Think this year’s S&P 500 rally of 15 per cent is pretty good? Take a look bitcoin’s price, which has more than doubled since January.
Yet even that has done little to lift the fortunes of Robinhood. The company, whose app allows users to trade a number of cryptocurrencies, has lost four-fifths of its value since hitting a high in 2021. The stock fell another 15 per cent on Wednesday.
Third-quarter earnings underscore how the app is losing its cachet among young traders.
Robinhood’s funded accounts grew by 360,000 year-on-year to 23.3mn. But fewer customers are actively trading. The number of monthly active users fell 16 per cent to just over 10mn compared with the period for the prior year. That is about half the figure reached at the height of the retail trading frenzy two years ago.
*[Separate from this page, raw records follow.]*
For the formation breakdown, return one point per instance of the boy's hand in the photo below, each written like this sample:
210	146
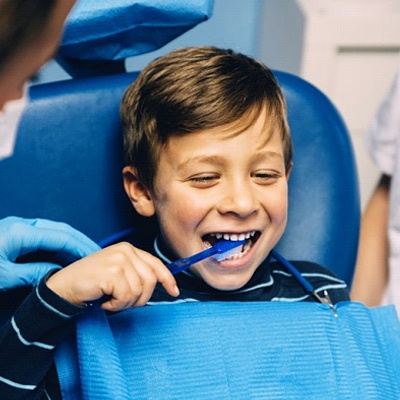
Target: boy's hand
126	274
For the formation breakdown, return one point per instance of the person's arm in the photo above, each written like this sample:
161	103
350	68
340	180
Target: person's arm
20	237
371	274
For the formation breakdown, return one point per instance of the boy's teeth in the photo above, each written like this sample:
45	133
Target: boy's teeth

The company’s woes are not shared by all its rivals. Brokerage platform Charles Schwab added 665,000 active accounts during its third quarter. Morgan Stanley, which owns E*Trade, added about 300,000 accounts during the September quarter.
Overall, Robinhood’s transaction-based revenue fell 11 per cent to $185mn during the quarter, amid a sharp drop in crypto and equities trading. It now makes more from its customers’ idle cash. Segregated client accounts hold about $3.5bn of cash and securities. Revenue from net interest income nearly doubled year-on-year to $251mn. Even so, it booked a net loss of $85mn.
The boost from net interest income should soon diminish. The Federal Reserve appears to have finished raising interest rates. That will make for tougher comparatives in future. This is reflected in Robinhood’s lowly valuation of less than four times revenue. Charles Schwab manages five times.
Robinhood has sought to reinvent itself by branching out into new products such as retirement accounts. But to do so it will compete against established brands like Charles Schwab and Fidelity. It needs to find more arrows in its quiver to draw in more active traders.